Another four companies were taken under Premium Brands’ wings in March: Concord Premium Meats, an Ontario-based manufacturer of branded and customised protein solutions for retailers and foodservice customers; The Meat Factory, a cooked meals maker also located in Ontario; Country Prime Meats of British Columbia, which makes meat snacks; and Quebec-based fresh and frozen seafood distributor Frandon Seafood.

“Oberto’s, as well as Concord, were very, very significant acquisitions for us and very transformational to some of our platforms in general,” Paleologou said.

While it is unclear what form further acquisitions will take, Premium Brands sees opportunities in “leveraging” its meat snacks business in the US, particularly for “high-end, better quality” products.

Paleologou said the company is in discussions with Oberto’s management with a view to rolling out high-end meat sticks in the US, and also how to take advantage of its Italian experience with a launch under the same brand.

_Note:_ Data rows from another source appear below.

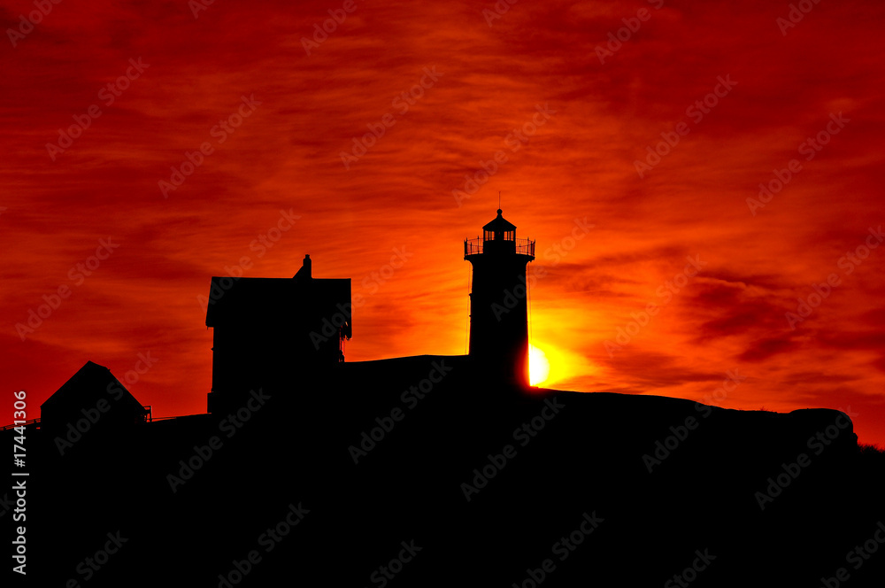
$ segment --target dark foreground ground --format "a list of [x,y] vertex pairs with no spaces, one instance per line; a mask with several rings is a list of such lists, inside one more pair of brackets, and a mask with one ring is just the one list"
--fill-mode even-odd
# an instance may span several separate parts
[[883,585],[885,468],[839,412],[526,394],[434,356],[261,391],[240,426],[64,456],[29,429],[30,585]]

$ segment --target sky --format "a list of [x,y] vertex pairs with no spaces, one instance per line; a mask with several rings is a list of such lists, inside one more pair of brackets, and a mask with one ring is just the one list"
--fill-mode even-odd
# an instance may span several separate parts
[[883,19],[0,2],[4,389],[36,417],[92,360],[155,416],[204,413],[211,276],[305,254],[361,297],[348,360],[465,353],[463,242],[500,192],[536,241],[543,386],[837,408],[885,445]]

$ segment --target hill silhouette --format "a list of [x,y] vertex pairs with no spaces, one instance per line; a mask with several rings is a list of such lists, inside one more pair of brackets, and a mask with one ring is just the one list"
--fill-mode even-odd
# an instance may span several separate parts
[[154,421],[88,362],[27,428],[27,579],[881,585],[885,468],[850,415],[530,388],[535,241],[498,209],[464,253],[466,356],[345,362],[350,281],[306,256],[212,278],[206,414]]
[[335,364],[228,414],[96,427],[64,455],[29,427],[28,580],[818,586],[844,569],[881,585],[881,553],[846,561],[881,547],[885,486],[843,413],[482,373],[466,356]]

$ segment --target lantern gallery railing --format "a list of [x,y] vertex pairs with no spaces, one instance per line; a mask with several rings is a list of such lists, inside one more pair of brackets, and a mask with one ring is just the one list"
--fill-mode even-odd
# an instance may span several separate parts
[[[521,255],[531,255],[535,257],[535,241],[533,239],[516,239],[515,241],[485,241],[482,237],[476,237],[475,239],[465,239],[464,241],[464,254],[475,255],[477,253],[482,253],[482,247],[484,243],[491,244],[488,245],[487,252],[491,251],[491,248],[494,247],[495,251],[510,251],[511,252],[519,253]],[[515,251],[512,251],[508,248],[507,244],[512,244]],[[498,249],[498,248],[502,249]]]

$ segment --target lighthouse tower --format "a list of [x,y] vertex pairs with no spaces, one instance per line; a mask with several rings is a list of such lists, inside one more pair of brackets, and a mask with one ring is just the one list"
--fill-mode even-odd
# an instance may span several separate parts
[[535,241],[517,239],[516,226],[501,216],[482,228],[482,237],[464,242],[473,270],[470,292],[470,357],[483,373],[507,383],[528,385],[528,287],[526,267]]

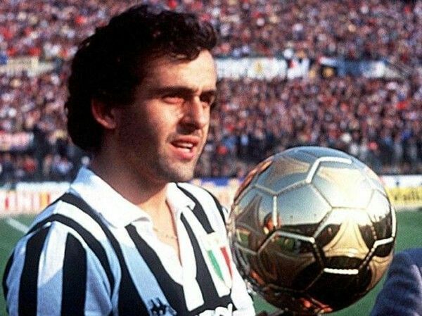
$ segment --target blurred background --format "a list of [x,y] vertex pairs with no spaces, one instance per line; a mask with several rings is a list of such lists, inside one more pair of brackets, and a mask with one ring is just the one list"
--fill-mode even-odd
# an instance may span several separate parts
[[[398,211],[397,248],[422,246],[422,1],[2,0],[0,274],[34,215],[89,164],[63,112],[78,43],[143,2],[195,12],[220,35],[219,105],[194,182],[229,207],[264,158],[340,149],[381,176]],[[378,290],[333,315],[368,315]]]

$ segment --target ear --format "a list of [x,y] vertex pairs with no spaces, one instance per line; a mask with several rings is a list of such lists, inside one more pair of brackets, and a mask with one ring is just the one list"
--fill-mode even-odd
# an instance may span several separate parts
[[106,129],[114,129],[116,127],[116,113],[114,107],[93,99],[91,101],[91,111],[95,120]]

“Again, there is a lot of discussions, a lot of opportunities there,” the CEO added. “And we are really excited. And we believe that Oberto’s will become a very key part of our strategy to grow our meat snacks platform in the US.”

Consumer demand for meat snacks is buoyant, according to Paleologou, with the “high end of the spectrum growing even faster”.

Appetites are also changing, with consumers showing a preference for nutritional products, more protein and less sugar.  

“We like those type of trends,” Paleologou said. “We like the cooked protein trends as well. The concept of minimally cooked processed protein, this is an area where we’ve invested a lot of capital in and a lot of effort in.”  

The CEO pointed out Premium Brands has become the largest manufacturer and seller of cooked kebabs in North America and the company has “a lot of very exciting initiatives when it comes to cooked protein”. 

Paleologou, meanwhile, pointed to “ageing baby boomers” as a demographic driving demand for seafood. “That’s one of the reasons why we like that space. So, there is a lot of very positive trends that are driving our growth. And this is why we are in these segments to begin with. But we really like what we see in seafood.”

He believes the seafood segment could become a CAD1bn business for Premium Brands, along with its protein segment incorporating meat snacks and dried meats, and now Italian meats with the acquisition of Concord Meats. And the firm’s distribution group could also reach the same milestone, he said.

In conjunction with reporting total revenues for the first half of CAD1.35bn, Premium Brands upgraded its full-year outlook to a range of CAD3.01bn to CAD3.07bn. Even if that target comes in at the bottom end, it would still represent almost a 37% increase over the CAD2.2bn revenues the company booked last year.

Paleologou wrapped up his aspirations in the earnings statement: “We are as excited about the future and about our ability to create long-term sustainable value for our shareholders as we have ever been. Inevitably there will be bumps in the road, but we have no doubts about the path we are on.  

“A great example of how far we have come is that we now visualise many of our platforms becoming billion-dollar businesses versus not that long ago when this was our goal for Premium Brands as a whole.”